Sales rose by 0.2 percent in February, the first year over year increase since December 2008, which roughly marks the beginning of the recession. That in itself is good news, but care needs to be taken not to read too much into one month’s performance. First, the important number in the retail sales figures is not the value of sales, but the volume, and that declined by 2.1 percent after the 2.4 percent inflation rate was taken into account.
Within the inflation rate, food costs increased by 3.8 percent, which helps to explain why food sales rose by almost ten percent in February. The other impact on food sales was the addition of an extra discount sales day in the month due to the Leap Year.
The good news came in the rise in construction equipment sales compared to a year ago. This was attributed to demand from building projects and is very welcome since the sector has been in a sustained slump. But the rise is somewhat deceptive.
Sales in February, 2011 were the second lowest in the last two years, and sales this February were 55 percent of the average sales recorded in 2006. So that shows how far this sector has fallen. Even the February, 2012 sales were the lowest monthly sales in a year.
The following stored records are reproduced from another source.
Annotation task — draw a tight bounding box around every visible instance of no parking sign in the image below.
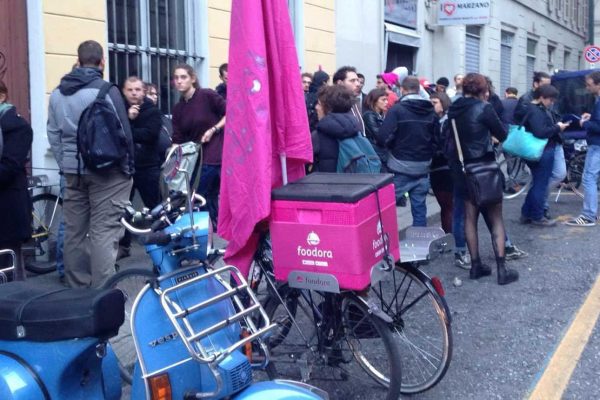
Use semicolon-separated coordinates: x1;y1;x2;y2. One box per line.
583;46;600;64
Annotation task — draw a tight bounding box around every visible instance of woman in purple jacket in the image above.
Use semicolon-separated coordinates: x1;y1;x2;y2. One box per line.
173;64;225;227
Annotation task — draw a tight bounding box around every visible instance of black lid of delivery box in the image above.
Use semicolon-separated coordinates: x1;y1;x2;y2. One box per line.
271;172;393;203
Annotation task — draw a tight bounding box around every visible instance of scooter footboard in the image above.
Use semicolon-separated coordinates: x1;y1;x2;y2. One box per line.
0;350;50;400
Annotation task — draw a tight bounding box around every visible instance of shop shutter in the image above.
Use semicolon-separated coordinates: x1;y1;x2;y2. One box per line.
465;35;479;73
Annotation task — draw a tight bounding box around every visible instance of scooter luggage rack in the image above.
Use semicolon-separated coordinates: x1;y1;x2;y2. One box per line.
153;265;277;368
0;250;17;284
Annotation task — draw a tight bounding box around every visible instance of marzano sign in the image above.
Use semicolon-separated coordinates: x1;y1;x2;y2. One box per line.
438;0;492;25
If the same sales were recorded in March, that would mark a 12 percent decline year over year, so care should be taken with this figure.
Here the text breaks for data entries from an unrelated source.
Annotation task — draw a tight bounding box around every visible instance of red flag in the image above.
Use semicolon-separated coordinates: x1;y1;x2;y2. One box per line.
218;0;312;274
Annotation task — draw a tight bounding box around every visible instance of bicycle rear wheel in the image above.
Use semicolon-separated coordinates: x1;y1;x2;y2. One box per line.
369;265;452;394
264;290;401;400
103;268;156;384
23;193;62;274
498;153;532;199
Elsewhere, sales rose in liquor stores and service stations (where gas prices rose sharply), and all other sectors fell.
One bright spot lay in overseas purchases by returning residents, which fell for the fifth consecutive month and the 12th time in 13 months. That may be due to the hike in duties on returning residents, but the greater factor will be the general economic weakness which deters residents from travelling as frequently and spending when they are abroad. The fact purchases were down in the months preceding the duty hike suggests that this is the stronger factor.
One of the fundamental flaws in the retail sales index is its failure to record personal imports via courier. It is quite possible that overseas purchases are in fact rising, especially in the period between after the rise in duty at the airport, but there is no way of knowing that from these figures. This should be addressed.
One month does not a recovery make, and there are several factors that suggest that February’s sales were an anomaly and that the sales figures were very uneven. It’s too early to boost liquor store sales by buying champagne.
The 2.4 percent inflation rate recorded in February is welcome. Low inflation is partly a product of the recession since few businesses are brave enough to raise prices in the face of declining sales unless they have a monopoly or are forced to.
But the fact Bermuda’s inflation rate was lower than the US, Canada and the UK means the Island is becoming more competitive, which is essential to an economic recovery when it comes. There is one point with the regard to the Consumer Price Index which defies rational explanation and therefore throws the credibility of the Index into doubt, and that is the rent sector, which Government said rose by 0.1 percent in February by 0.3 percent compared to February, 2011.
Any rental agency or landlord will tell you that rents have fallen heavily in the last two years. So where does the Statistics Department get its numbers from?